Знал Даниил, что в этой башне Разрядный приказ хранил порох — огромный запас в тысячи пудов. Чуть позже Даниил и Пономарь сбегают туда и увидят ужасную картину. Взрыв уничтожил не только башню, но и большую часть стены с той и другой стороны башни. Обломки стены и башни, кирпич, земля запрудили почти всю Москву-реку.
Стольный град после сильного взрыва был объят паникой. Тысячи москвитян покидали дома, уходили, убегали в сторону Замоскворечья. Повозки заполонили улицы, наплывные мосты от напора людской толпы тонули и держались на канатах чудом.
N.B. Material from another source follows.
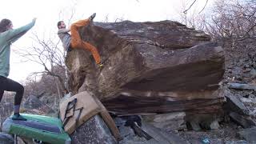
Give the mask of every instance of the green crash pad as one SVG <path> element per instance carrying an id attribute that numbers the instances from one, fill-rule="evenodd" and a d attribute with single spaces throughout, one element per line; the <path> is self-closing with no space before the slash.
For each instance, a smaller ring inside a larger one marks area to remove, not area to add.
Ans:
<path id="1" fill-rule="evenodd" d="M 14 121 L 10 116 L 3 122 L 2 131 L 52 144 L 71 143 L 71 139 L 64 131 L 60 119 L 35 114 L 21 114 L 21 115 L 27 120 Z"/>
Наступил вечер, пожар не утихал. Пришла ночь, пожар стал бушевать ещё более свирепо. Багряное небо зловеще окутало всё пространство над городом, над дальними слободами и селениями. Языки пламени плясали, словно скопище огненных чертей. То рога над ними торчали, то длинные хвосты извивались. И пляска нечистой силы расширялась, казалось, поглотила всё Заяузье. Иван Пономарь будто видел, где что горит, и кричал:
— Глянь, глянь, Адаш, столбы-то над храмом Мартина Исповедника в Большой Гончарной слободе! Да вот и церковь Рождества Богородицы загорелась, что в Кожевенной слободе. Господи, помилуй Тверскую-Ямскую улицу!
— Чего это ты просишь у Спасителя?
— Так на Тверской-Ямской моя зоренька Даша в няньках обитает.
— Проси пуще, авось, сбережёт твою зореньку, — посоветовал Даниил.